Using N-step dueling DDQN with PER for playing Pacman game
Using N-step dueling DDQN with PER for learning how to play a Pacman game
DeepMind published its famous paper Playing Atari with Deep Reinforcement Learning, in which a new algorithm called DQN was implemented. It showed that an AI agent could learn to play games by simply watching the screen without any prior knowledge about the game.
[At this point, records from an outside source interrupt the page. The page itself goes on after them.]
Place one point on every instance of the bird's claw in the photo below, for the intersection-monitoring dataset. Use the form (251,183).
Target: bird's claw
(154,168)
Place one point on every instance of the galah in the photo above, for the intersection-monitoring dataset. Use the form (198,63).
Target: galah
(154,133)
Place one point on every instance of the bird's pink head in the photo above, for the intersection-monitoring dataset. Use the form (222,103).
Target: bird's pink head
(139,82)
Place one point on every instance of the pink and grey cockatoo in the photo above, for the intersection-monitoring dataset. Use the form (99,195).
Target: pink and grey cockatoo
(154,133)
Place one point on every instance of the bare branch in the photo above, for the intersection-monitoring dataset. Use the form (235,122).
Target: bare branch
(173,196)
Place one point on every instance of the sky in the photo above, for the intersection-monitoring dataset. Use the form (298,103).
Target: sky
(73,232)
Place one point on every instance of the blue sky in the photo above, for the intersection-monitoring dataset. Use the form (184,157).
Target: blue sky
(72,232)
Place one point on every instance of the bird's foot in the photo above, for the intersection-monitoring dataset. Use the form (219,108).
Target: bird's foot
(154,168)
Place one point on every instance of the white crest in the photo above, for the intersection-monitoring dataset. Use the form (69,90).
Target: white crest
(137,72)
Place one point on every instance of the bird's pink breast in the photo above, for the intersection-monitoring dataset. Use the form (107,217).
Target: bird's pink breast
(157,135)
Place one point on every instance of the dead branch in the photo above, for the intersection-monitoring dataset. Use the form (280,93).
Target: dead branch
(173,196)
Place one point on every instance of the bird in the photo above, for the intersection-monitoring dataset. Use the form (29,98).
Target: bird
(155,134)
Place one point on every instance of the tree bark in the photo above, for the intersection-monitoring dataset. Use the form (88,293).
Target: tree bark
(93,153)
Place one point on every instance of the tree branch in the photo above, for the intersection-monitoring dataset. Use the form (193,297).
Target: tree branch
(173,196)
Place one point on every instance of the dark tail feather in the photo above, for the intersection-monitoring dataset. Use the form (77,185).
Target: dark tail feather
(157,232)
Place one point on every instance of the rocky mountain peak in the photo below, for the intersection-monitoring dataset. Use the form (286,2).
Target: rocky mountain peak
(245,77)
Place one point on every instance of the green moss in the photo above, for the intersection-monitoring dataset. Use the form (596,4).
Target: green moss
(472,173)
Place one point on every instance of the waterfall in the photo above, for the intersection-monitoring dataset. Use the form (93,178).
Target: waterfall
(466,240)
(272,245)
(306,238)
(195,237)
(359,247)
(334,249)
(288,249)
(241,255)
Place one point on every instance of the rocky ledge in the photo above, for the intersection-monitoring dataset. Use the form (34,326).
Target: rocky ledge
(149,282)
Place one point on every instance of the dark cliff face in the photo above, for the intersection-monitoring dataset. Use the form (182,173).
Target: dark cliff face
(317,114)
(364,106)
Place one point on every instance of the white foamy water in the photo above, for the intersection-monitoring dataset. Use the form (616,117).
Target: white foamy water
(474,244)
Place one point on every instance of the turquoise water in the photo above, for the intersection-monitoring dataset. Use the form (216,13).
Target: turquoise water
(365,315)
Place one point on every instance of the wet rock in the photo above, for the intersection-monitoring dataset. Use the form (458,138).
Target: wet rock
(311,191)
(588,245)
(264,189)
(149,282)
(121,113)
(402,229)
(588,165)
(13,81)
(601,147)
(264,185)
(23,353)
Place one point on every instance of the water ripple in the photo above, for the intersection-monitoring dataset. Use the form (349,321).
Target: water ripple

Also, I have added a few enhancement to the vanilla DQN from various papers and tested it on the MsPacman-v4 OpenAI’s environment.
input_1 (InputLayer) (None, 88, 80, 1) 0
conv2d_1 (Conv2D) (None, 22, 20, 32) 2080 input_1[0][0]
conv2d_2 (Conv2D) (None, 11, 10, 64) 32832 conv2d_1[0][0]
conv2d_3 (Conv2D) (None, 11, 10, 64) 36928 conv2d_2[0][0]
flatten_1 (Flatten) (None, 7040) 0 conv2d_3[0][0]
dense_2 (Dense) (None, 5) 35205 flatten_1[0][0]
lambda_1 (Lambda) (None, 1) 0 dense_2[0][0]
dense_1 (Dense) (None, 1) 7041 flatten_1[0][0]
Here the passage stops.